旭化成は近年、スパンボンド不繊布の海外生産展開に力を注いでいる。その海外工場立ち上げプロジェクトのメンバーに、設備開発部隊として選抜された正時。環境の異なる海外にて、品質の向上を常に追い求めてきた軌跡を辿る。

2008年入社 物質化学工学科卒

正時 佑哉YUYA MASATOKI

不繊布事業部 不繊布技術開発部

付加価値を実現させる開発を経て、
プロセスの現場へ

地元・北海道を後にして、守山へ配属後の4年間は、エステルを原料としたスパンボンド不繊布の商品開発に従事。水をキレイに処理する膜を強化するための分離膜支持体を不繊布で開発する際に、品質をさらに良くしていくこと、また加工の際に不具合が出たときの対応が主な業務だった。「高専時代に学んだ物質化学では出てこない分野なので、入社当時は『そもそも不繊布とは何か?』からスタートしました」。
未知の分野へと背中を押された正時は、先輩に一から教えてもらいながら、専門的な知識や現場での作法など、社会人としての在り方を身につけた。
その4年間で、すでに世に出ている商品に対しての性能改良や、加工によって付加価値をつけることにより、性能を向上させる開発を担当。また、ポリオレフィン原料のスパンボンドへと担当が変わり、マスクやおむつなどの衛生材料を扱うようになった。ここでは、高機能化やコストを抑えながらより良いものを作る改良を担うこととなる。
開発の流れを把握し、現商品への改良の力がついた正時に、ふつふつとこんな探究心が湧いてきた。
不繊布を作るプロセス側をやってみたい―。
「でき上がった布ばかり見ていて、作り方を知らなかった。だから、プロセス側を担当したいと願い出ました」
ちょうど同じ頃、タイ工場の立ち上げのプロジェクトが幕を開けようとしていた。プロセスを担う要員として、正時に白羽の矢が立った。

失敗して門をくぐるわけにはいかない

2011年、タイ工場のスパンボンドの生産工場に大型の設備が建設された。当時の正時は、まだ守山で設備に触れていた程度だった。その4年後の2015年、2号機の設置がプロジェクトとして浮上。その設備開発部隊5人の中に、正時の名前が挙がった。「全く新しい設備を作るという観点で設備開発をしています。その延長で、日本で開発した設備をタイで立ち上げて生産につなげるというプロジェクトでした」。
日本で開発した装置を手にタイへ渡り、メカラン試運転(機械運転試験)で装置を100%の状態にすること。加えて、正時に求められたのは、新設備から生まれる商品が高品質・低コストを実現する事。ましてや、現地のエンジニアリング部隊やタイ人オペレーターなど、100名近くのスタッフを動かさなくてはいけない。
「大きくて1メートル強の不繊布を作るテスト機がありましたが、タイに持っていったのは、5メートル級の設備。

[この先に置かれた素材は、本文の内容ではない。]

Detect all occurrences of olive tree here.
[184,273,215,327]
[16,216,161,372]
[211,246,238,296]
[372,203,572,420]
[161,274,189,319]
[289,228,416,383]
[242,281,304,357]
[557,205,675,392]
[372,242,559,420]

当然、規模が大きくなることによりテスト機では見えなかった不具合が出てきます」。だからこそ、テスト機でどれだけ完璧に近づけられるか、安全性や作業性を上げていきながら高精度を追求していけるか。また、高温で溶かしたプラスティックを押し出して布にしていくスパンボンドの工程には、冷却が大事なポイント。高温多湿のタイの気候も考慮する必要がある。慣れない環境下に駐在すること約半年。正時に課された業務は、苦労を伴うものだった。
「何十億をかけて立ち上げたプロジェクト。失敗して帰ってくるわけにはいかなかった。是が非でも成功させなければならないというプレッシャーが、逆に良い動きにつながったように思います」
プレッシャーをバネにしながら限られた時間の中で、正時は異国の地で大プロジェクトを乗り越えた。

常に良いものを追求していく
姿勢を忘れずに

実は、設備開発を担当するようになってから、学生時代の研究がかなり活きている。「実験装置作りをテーマに、圧力損失の計算をする装置として、配管を加工して、測定機器をつけて、そこからプログラミングして計算結果を出すという研究をしていた。実際に今、圧力損失をいかに減らすかということが技術のポイントになっています」。
研究での経験を振り返りながら、正時は今も常に探求をやめない。タイ工場への設備導入後も、もっとキレイな不繊布を作るために基礎を見直し、設備開発を続けている。また、現地のテクニカルサポートも重要な役目だ。
プロジェクトを経て、持ち帰った課題もある。「私は2号機で省エネ担当としての試みもありました。でも、タイで実際に運転してみたら省エネの前にやるべきことがあった。品質を落とさずに安定的に生産できるか。まずは良いものを作るということに集中する必要があった。だから自分が持っていった省エネの技術は、ここで温めています。いつでもできるように」。
設備運転のキャリアはもちろん、深い知識と、恐れずに異国の地へと赴く経験を積んできた。すべては、良いものを追求するために。